Geographical barriers can also hinder species migration. For example, some seeds die in salt water, making their migration across oceans difficult. Darwin notes, however, that perhaps these geographical barriers did not always exist. Islands separated from large continents by narrow channels support species similar to those that exist on the nearby continent. It is possible, then, that at some point those narrow channels did not exist, and species were able to move freely between those lands until rising water levels created a geographical barrier.

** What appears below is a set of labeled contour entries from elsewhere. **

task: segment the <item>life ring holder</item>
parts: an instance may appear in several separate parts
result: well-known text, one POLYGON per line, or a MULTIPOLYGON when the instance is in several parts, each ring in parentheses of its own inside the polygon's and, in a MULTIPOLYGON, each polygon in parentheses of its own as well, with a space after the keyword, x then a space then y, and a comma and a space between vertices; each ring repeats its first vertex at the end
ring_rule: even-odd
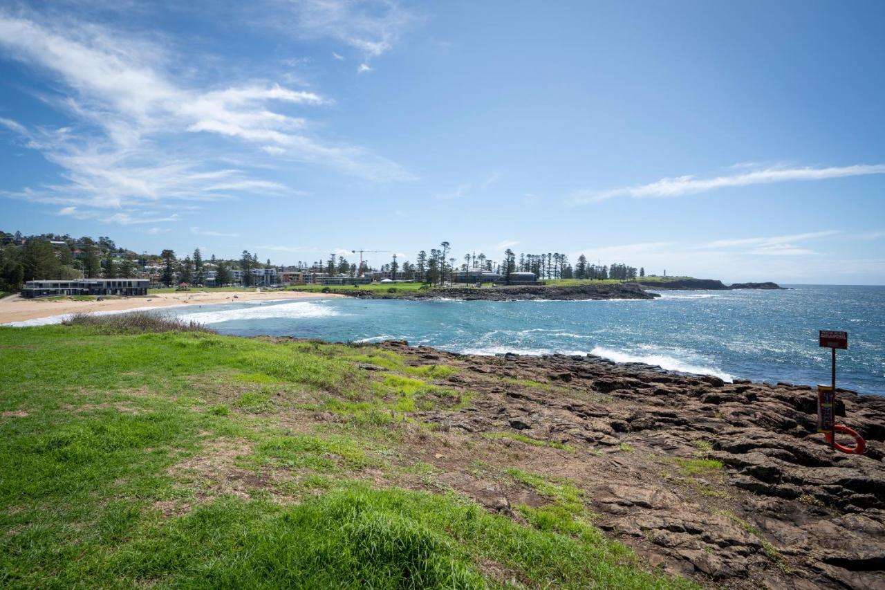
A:
POLYGON ((827 442, 833 446, 833 448, 837 451, 842 451, 843 453, 848 453, 849 454, 863 454, 866 452, 866 441, 860 434, 848 426, 843 426, 842 424, 835 424, 833 426, 833 432, 827 432, 826 434, 827 442), (847 434, 850 437, 854 437, 854 446, 845 446, 840 445, 833 439, 833 437, 836 432, 842 432, 843 434, 847 434))

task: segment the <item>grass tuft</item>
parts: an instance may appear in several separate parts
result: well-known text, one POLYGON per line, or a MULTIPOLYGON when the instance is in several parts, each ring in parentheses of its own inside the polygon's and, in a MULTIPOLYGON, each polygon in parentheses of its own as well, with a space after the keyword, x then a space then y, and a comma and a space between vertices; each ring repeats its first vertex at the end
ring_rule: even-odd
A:
POLYGON ((90 326, 105 334, 138 332, 211 332, 201 323, 181 318, 158 315, 149 312, 130 312, 110 315, 73 314, 62 323, 67 326, 90 326))

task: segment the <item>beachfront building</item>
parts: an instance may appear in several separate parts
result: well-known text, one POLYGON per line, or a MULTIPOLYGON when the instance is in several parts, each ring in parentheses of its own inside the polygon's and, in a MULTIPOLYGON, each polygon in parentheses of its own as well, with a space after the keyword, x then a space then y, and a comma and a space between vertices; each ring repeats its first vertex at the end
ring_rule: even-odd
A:
POLYGON ((28 281, 21 290, 27 299, 65 295, 147 295, 150 279, 79 279, 76 281, 28 281))
POLYGON ((369 284, 372 283, 372 277, 338 275, 336 276, 320 276, 318 281, 320 284, 369 284))

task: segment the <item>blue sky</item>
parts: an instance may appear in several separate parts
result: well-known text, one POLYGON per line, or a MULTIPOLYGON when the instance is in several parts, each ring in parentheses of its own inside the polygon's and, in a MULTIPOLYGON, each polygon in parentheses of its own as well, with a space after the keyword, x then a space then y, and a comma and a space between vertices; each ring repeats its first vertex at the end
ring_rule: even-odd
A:
POLYGON ((0 2, 0 229, 885 284, 883 29, 881 2, 0 2))

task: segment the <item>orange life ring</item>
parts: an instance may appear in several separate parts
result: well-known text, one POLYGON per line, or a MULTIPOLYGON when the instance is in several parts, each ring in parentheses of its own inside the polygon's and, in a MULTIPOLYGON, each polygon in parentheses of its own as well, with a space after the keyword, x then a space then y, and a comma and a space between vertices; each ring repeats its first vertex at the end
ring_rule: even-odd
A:
POLYGON ((833 427, 833 434, 827 435, 827 442, 833 445, 837 450, 850 454, 863 454, 866 452, 866 441, 864 440, 864 438, 857 431, 851 430, 848 426, 843 426, 842 424, 836 424, 833 427), (839 443, 834 443, 833 436, 835 432, 842 432, 843 434, 854 437, 854 446, 843 446, 839 443))

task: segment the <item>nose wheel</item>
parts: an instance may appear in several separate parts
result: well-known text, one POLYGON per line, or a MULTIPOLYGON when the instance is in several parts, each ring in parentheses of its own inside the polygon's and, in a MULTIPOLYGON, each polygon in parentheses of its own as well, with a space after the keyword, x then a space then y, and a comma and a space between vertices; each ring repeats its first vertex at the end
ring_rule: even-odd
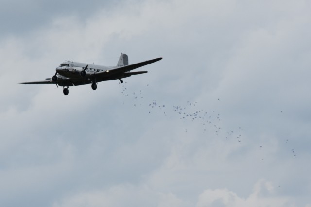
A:
POLYGON ((63 93, 64 93, 64 95, 68 95, 69 94, 69 87, 64 88, 63 93))
POLYGON ((96 84, 96 83, 92 83, 92 89, 96 90, 97 88, 97 85, 96 84))

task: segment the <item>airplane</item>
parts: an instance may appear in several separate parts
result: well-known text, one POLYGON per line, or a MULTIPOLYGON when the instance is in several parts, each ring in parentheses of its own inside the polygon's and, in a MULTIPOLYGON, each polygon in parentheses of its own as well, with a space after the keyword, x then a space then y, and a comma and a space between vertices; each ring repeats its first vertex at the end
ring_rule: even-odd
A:
POLYGON ((138 67, 161 60, 158 58, 135 64, 128 64, 128 57, 121 53, 116 66, 105 66, 94 64, 87 64, 67 61, 62 63, 56 67, 55 75, 46 80, 18 83, 24 84, 54 84, 63 87, 63 93, 65 95, 69 93, 69 87, 91 83, 93 90, 97 88, 97 83, 103 81, 118 80, 123 83, 121 79, 134 75, 147 73, 148 71, 130 72, 138 67))

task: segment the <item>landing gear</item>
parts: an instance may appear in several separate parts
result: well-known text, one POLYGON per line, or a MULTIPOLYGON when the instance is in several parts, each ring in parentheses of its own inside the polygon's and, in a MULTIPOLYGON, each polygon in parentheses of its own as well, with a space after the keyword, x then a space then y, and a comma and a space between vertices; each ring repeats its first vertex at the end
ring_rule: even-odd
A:
POLYGON ((69 87, 64 88, 64 90, 63 90, 63 93, 65 95, 68 95, 69 94, 69 87))
POLYGON ((97 88, 97 85, 96 84, 96 83, 94 82, 92 83, 92 89, 96 90, 97 88))
POLYGON ((56 82, 57 81, 57 77, 56 75, 53 76, 52 80, 53 80, 53 82, 56 82))

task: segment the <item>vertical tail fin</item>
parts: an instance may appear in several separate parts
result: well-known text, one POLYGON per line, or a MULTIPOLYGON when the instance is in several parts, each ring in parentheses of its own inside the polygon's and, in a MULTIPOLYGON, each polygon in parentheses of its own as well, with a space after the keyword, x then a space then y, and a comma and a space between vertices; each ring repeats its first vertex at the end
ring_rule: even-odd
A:
POLYGON ((120 57, 119 59, 117 67, 122 67, 128 65, 128 57, 126 54, 121 53, 120 57))

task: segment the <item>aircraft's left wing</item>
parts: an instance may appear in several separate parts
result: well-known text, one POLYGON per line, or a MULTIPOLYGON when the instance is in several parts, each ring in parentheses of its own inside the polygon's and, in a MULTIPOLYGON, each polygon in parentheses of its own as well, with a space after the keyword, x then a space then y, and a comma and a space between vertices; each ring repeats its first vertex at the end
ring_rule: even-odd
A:
MULTIPOLYGON (((153 63, 156 62, 162 59, 162 58, 158 58, 135 64, 130 64, 128 65, 123 66, 123 67, 118 67, 115 69, 109 70, 108 71, 99 72, 94 74, 95 76, 99 78, 105 78, 109 76, 113 76, 118 74, 122 74, 126 72, 130 71, 134 69, 142 67, 143 66, 151 64, 153 63)), ((136 75, 133 73, 132 75, 136 75)))
POLYGON ((35 82, 24 82, 23 83, 18 83, 19 84, 55 84, 52 80, 42 80, 41 81, 35 82))

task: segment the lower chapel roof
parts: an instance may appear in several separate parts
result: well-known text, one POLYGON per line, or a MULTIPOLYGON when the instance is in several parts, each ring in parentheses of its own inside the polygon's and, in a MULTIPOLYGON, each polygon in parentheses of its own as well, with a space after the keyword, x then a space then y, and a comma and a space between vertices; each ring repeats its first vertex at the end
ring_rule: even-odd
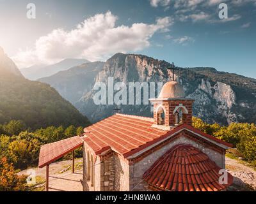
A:
POLYGON ((154 191, 218 191, 233 180, 228 173, 227 184, 220 184, 220 169, 199 149, 179 145, 157 159, 143 178, 154 191))
MULTIPOLYGON (((187 124, 166 131, 153 127, 153 124, 152 118, 116 113, 84 128, 82 136, 42 146, 38 166, 49 165, 84 142, 95 155, 104 155, 112 150, 124 158, 136 157, 184 130, 197 137, 198 142, 223 149, 232 147, 231 144, 187 124)), ((220 191, 232 184, 232 177, 228 174, 228 184, 220 184, 220 169, 199 149, 184 144, 173 147, 160 157, 145 172, 143 178, 155 191, 220 191)))
POLYGON ((153 127, 153 124, 152 118, 116 113, 84 128, 84 141, 96 155, 112 149, 126 158, 186 129, 223 149, 232 147, 187 124, 166 131, 153 127))

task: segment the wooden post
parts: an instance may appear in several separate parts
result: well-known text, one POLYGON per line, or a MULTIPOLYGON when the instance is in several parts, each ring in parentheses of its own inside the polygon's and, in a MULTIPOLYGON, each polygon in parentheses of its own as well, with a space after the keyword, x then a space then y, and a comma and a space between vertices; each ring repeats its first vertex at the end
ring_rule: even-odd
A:
POLYGON ((45 191, 49 191, 49 165, 46 165, 46 185, 45 191))
POLYGON ((72 173, 75 173, 75 151, 72 151, 72 173))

Most important, Darwin notes that the species of any island are always most similar to the species of the nearest mainland—even if their climates are dissimilar, such as in the case of the Galapagos Islands and South America. Migration is more likely when bodies of land are closer to one another. Seeds and animals are likely to be transported from, for example, South America to the nearby Galapagos Islands. Islands with similar climates, such as the Galapagos and Cape de Verde archipelagos, can support extremely different species. If species cannot easily migrate between two islands, even those with similar climates, the islands may not exhibit the same species. It is not climate that dictates the existence of species, but rather the species’ ability to migrate from one location to another.
Geographical isolation is crucial to Darwin’s theory of natural selection. It provides a mechanism for species to diverge and produce different variations that allow survival in various environments. Not surprisingly, geographical isolation holds a specific importance for Darwin, as it was his research in the Galapagos Islands aboard the H.M.S. Beagle that sparked his theorizing on the origin and development of species. Darwin theorized that the geographical isolation of the Galapagos led to the development of its unique, yet perfectly adapted species—some of which were similar to those species found on other continents, and others of which had never been seen before.

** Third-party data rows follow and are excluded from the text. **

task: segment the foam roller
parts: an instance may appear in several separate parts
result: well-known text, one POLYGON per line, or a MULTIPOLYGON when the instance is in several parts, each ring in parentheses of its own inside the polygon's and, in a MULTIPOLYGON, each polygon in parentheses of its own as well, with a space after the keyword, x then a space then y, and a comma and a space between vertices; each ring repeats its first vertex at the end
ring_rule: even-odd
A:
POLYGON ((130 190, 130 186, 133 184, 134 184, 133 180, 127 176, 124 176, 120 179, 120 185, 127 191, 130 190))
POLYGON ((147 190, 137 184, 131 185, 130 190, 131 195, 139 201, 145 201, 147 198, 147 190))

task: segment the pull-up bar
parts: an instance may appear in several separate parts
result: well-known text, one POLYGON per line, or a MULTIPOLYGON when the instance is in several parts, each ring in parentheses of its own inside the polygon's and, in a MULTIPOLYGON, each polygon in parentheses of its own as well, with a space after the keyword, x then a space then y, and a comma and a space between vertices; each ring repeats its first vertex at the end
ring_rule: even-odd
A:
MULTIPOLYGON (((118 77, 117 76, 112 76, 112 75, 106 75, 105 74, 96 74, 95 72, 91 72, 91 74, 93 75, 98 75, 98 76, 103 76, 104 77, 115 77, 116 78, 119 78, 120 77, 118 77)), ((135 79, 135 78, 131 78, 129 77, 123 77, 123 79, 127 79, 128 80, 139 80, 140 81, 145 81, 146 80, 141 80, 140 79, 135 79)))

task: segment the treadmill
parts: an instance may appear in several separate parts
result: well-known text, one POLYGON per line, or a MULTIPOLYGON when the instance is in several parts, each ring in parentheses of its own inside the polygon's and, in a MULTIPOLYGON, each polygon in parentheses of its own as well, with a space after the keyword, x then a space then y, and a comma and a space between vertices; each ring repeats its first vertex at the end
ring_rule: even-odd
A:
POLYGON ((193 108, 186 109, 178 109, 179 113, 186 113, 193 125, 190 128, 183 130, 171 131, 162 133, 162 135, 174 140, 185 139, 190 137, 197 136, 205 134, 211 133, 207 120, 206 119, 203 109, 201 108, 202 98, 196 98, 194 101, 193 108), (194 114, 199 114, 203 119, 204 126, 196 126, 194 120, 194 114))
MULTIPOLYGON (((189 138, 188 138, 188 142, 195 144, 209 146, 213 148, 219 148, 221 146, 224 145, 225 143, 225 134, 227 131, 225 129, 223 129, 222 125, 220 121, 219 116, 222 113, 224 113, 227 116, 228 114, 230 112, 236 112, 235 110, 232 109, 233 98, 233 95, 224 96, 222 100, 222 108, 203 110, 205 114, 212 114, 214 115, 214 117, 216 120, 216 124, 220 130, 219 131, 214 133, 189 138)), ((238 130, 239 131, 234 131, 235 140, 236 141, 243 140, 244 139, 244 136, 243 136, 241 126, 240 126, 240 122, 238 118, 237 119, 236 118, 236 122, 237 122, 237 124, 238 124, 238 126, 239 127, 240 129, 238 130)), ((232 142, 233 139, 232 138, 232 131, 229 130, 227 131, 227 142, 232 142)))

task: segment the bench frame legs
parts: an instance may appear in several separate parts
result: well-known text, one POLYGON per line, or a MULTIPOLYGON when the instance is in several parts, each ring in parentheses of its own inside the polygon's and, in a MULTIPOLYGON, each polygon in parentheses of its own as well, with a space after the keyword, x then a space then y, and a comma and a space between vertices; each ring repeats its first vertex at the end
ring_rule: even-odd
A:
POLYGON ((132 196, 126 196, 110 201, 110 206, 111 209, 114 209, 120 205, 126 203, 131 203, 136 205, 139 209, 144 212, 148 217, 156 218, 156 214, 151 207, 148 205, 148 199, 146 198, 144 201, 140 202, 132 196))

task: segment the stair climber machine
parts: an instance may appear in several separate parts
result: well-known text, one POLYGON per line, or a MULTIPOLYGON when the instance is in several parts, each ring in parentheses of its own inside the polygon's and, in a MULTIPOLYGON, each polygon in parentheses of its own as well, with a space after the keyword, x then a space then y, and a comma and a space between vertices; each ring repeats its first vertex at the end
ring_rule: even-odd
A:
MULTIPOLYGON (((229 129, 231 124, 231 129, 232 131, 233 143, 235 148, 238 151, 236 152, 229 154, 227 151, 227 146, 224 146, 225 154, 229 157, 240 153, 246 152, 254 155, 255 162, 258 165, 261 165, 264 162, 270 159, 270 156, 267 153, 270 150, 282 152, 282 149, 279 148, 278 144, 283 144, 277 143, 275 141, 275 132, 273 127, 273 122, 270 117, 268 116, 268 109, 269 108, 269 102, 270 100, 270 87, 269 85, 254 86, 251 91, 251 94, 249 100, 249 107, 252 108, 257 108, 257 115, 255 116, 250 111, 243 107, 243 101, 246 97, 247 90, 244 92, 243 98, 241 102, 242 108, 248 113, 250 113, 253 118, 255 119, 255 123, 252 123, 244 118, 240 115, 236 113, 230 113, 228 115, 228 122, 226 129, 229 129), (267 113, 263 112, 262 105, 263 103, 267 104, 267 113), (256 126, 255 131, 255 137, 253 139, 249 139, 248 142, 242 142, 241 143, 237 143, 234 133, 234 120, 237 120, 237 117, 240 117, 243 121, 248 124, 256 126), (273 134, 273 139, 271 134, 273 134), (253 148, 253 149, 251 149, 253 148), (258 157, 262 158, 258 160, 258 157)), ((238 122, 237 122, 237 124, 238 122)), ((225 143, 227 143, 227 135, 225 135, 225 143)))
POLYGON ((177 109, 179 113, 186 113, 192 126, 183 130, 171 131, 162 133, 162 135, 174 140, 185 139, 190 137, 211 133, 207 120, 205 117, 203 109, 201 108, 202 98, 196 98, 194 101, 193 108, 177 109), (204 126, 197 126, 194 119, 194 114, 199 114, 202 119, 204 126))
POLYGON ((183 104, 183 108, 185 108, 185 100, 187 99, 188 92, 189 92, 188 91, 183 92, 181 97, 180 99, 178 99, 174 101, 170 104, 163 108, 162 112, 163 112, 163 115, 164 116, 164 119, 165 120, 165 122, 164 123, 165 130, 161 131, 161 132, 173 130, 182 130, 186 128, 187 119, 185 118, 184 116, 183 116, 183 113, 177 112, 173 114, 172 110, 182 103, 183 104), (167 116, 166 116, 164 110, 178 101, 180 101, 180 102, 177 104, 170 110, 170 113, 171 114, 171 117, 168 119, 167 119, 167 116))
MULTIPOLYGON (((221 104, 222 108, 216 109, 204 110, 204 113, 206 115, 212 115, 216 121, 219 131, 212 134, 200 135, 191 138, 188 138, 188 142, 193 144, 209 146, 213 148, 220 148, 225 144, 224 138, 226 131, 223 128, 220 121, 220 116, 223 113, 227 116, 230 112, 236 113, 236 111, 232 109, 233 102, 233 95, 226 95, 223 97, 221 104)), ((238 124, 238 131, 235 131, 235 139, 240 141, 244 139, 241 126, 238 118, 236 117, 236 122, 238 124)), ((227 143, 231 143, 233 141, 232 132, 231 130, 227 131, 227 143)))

Darwin again draws on Lyell’s theory of gradual change in geological formations on the earth’s surface to explain both the migration possibilities of the past and the geographical barriers that exist today, accounting for both the affinities and divergences in existing species. Lyell’s theory explains how existing geographical barriers seem to make migration impossible. If seas did not exist in the past where they do now, for example, it’s possible that now-disconnected lands were once connected, allowing animals to pass freely between them. In addition, Lyell’s claim that climatic changes play a role in geological change, such as those that occurred during the Ice Age, led Darwin to conclude that climatic change also plays a role in the evolution of species. Climatic changes help reveal times during which species throughout the world were the same. Only those species that could adapt to the brutal cold of the Ice Age, for example, were able to survive. As the climate warmed and the ice melted, surviving species dispersed, which explains the affinity of species in different parts of the world.

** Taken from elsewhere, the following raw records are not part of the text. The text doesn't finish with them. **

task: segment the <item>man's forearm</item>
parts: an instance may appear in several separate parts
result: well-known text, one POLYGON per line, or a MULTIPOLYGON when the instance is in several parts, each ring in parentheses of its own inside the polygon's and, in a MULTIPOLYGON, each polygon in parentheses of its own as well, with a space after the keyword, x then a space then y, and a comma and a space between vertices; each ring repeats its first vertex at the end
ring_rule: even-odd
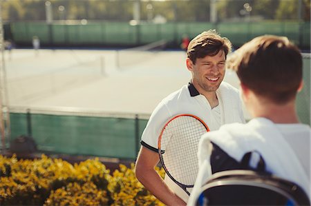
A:
POLYGON ((165 184, 156 170, 144 170, 138 176, 142 184, 158 199, 167 205, 186 205, 165 184))

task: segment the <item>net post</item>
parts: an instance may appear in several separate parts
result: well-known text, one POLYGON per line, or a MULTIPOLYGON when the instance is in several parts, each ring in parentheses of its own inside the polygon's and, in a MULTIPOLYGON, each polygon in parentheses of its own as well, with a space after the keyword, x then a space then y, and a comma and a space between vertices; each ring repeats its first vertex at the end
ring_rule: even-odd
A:
POLYGON ((135 114, 135 150, 137 154, 139 151, 139 142, 140 142, 140 119, 138 114, 135 114))
POLYGON ((27 135, 29 137, 30 137, 32 136, 32 130, 31 127, 30 109, 27 109, 26 119, 27 119, 27 135))
POLYGON ((102 76, 105 76, 105 58, 104 56, 100 56, 100 73, 102 76))

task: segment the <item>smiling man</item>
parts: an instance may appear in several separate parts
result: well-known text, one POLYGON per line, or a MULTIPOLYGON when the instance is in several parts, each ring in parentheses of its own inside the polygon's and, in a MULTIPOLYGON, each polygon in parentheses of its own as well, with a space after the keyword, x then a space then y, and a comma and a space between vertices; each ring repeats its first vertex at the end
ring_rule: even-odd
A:
POLYGON ((162 181, 154 169, 159 162, 158 139, 166 122, 176 115, 189 114, 201 119, 211 131, 226 123, 245 122, 238 90, 223 82, 231 47, 230 41, 215 30, 196 37, 187 51, 191 80, 159 103, 144 130, 136 177, 167 205, 185 205, 189 196, 168 176, 162 181))

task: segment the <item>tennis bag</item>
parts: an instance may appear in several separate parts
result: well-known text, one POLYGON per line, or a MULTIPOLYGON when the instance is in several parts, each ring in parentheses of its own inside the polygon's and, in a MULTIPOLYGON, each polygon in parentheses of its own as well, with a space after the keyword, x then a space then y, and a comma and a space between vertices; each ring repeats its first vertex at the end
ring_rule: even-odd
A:
MULTIPOLYGON (((249 153, 244 156, 242 165, 249 161, 249 153)), ((299 185, 265 172, 265 167, 261 156, 256 171, 236 169, 214 174, 201 187, 196 205, 310 205, 299 185)))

Darwin suggests that even though they have led to the wondrous existence and perfect adaptation of the species we see today, both migration and survival are matters of chance. Although he offers many hypotheses to explain how species migrate and disperse, many of the migrations and dispersals seem to be random occurrences. For example, Darwin suggests that a seed might stick to a bird’s feet and remain there while the bird migrates to a different continent. Also, the species that managed to cross between lands before water barriers formed were those that were able to establish themselves in their new environment. It remains uncertain, however, whether a migratory species will always survive in its new environment. Seeds may be transported to places that lack the soil that will allow them to grow. Animals may migrate to a new area, only to become the prey of other animals. Climates may be too cold or too warm for migrated species to survive.